Across the full sample, only 51% said they had completed an organisation-wide governance review after enabling Microsoft 365 AI tools, including Copilot. Respondents said exposed information included customer records, sensitive internal documents, personal data and personally identifiable information, HR records, financial data and proprietary intellectual property.

Pressure on IT and security teams has also increased. More than 70% of respondents globally said AI had increased their governance burden after those tools were enabled. Nearly eight in 10 said they were at least moderately concerned about AI accessing content whose permissions had not been reviewed recently.

The same pattern appeared in the UK data. Thirty percent of UK organisations reported a significant increase in governance workload, compared with 24% globally. Meanwhile, 47% said they were very likely to bring in external partners to assess AI governance before expanding further.

Exposure risk

The research focused on Microsoft 365 environments, where many companies are testing or rolling out generative AI tools through Copilot. The results suggest the issue is not just whether companies adopt AI, but whether data permissions, content reviews and oversight processes are keeping pace with deployment.

Benjamin Niaulin, Vice President of Product at ShareGate, said the survey points to longstanding governance weaknesses rather than a problem created solely by new AI products.

"AI and Copilot didn't create the governance problem. They exposed it," Niaulin said. "IT teams have been papering over fragmented tools and blind spots for years. Now every oversharing group and forgotten permission is one Copilot prompt away from becoming a real incident. You can't govern what you can't see, and right now, most teams can't see it."

The survey was conducted by Centiment on behalf of ShareGate and covered IT and security leaders in the US, UK, Canada, France, Germany, the Netherlands and Ireland. Respondents worked across IT leadership, security leadership, data governance, compliance and digital workplace leadership.

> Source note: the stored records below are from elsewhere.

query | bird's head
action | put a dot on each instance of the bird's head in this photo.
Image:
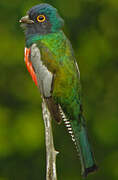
(42, 19)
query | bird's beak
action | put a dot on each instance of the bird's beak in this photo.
(26, 20)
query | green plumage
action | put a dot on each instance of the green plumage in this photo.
(57, 55)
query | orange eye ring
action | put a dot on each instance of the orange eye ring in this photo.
(41, 18)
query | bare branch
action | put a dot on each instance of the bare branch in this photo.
(50, 150)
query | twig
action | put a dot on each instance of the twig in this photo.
(50, 150)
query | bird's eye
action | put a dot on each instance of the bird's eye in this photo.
(41, 18)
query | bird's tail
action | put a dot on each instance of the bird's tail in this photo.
(79, 135)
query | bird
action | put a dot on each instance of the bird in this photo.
(51, 62)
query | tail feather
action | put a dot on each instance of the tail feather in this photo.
(77, 130)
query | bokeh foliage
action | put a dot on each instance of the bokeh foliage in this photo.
(92, 27)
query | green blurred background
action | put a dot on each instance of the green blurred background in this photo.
(92, 27)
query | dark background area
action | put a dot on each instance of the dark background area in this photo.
(92, 27)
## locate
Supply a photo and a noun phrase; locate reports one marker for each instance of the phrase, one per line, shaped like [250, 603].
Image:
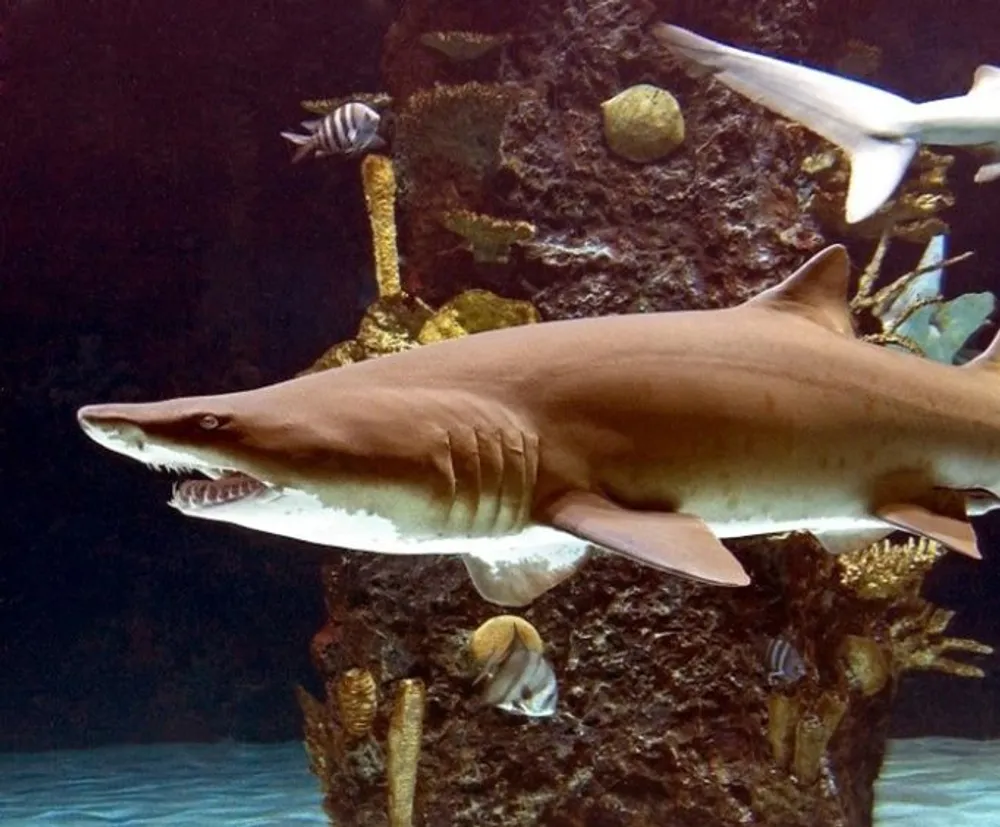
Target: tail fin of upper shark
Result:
[869, 124]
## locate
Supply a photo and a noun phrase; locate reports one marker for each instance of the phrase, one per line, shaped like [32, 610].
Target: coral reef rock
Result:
[521, 135]
[643, 123]
[666, 714]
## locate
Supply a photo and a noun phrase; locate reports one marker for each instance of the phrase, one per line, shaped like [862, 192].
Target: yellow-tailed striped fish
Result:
[349, 130]
[783, 661]
[520, 680]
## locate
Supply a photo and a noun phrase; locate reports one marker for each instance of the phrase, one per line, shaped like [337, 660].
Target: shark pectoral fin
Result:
[988, 172]
[816, 291]
[844, 542]
[517, 576]
[956, 534]
[678, 543]
[986, 79]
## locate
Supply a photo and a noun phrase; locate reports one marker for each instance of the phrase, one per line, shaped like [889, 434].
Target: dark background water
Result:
[155, 241]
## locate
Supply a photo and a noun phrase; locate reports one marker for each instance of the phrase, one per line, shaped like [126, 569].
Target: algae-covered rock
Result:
[643, 123]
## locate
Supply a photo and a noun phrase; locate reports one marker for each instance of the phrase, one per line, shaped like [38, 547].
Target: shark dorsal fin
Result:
[986, 80]
[989, 359]
[816, 291]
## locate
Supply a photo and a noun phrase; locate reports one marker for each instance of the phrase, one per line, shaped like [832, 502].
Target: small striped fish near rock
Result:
[520, 680]
[783, 661]
[349, 130]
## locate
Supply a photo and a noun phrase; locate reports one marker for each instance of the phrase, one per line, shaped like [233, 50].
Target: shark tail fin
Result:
[870, 124]
[989, 359]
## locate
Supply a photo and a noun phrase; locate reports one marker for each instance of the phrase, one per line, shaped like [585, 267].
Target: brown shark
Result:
[650, 435]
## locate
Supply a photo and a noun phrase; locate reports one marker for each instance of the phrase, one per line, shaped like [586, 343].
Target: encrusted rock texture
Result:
[666, 713]
[702, 228]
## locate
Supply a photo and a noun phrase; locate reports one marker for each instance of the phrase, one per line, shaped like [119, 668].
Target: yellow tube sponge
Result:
[380, 199]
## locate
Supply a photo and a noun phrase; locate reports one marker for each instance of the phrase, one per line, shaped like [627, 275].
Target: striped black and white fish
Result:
[520, 680]
[783, 661]
[349, 130]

The figures add to a broader debate over whether companies can expand AI use inside mainstream workplace software without first tightening control over access to internal content. In this survey, the gap between confidence in governance and reports of data exposure was one of the clearest signs of that tension.

Internal capacity also appears to be under strain. Globally, eight in 10 respondents said they were likely to bring in an external partner for an AI governance assessment before scaling further.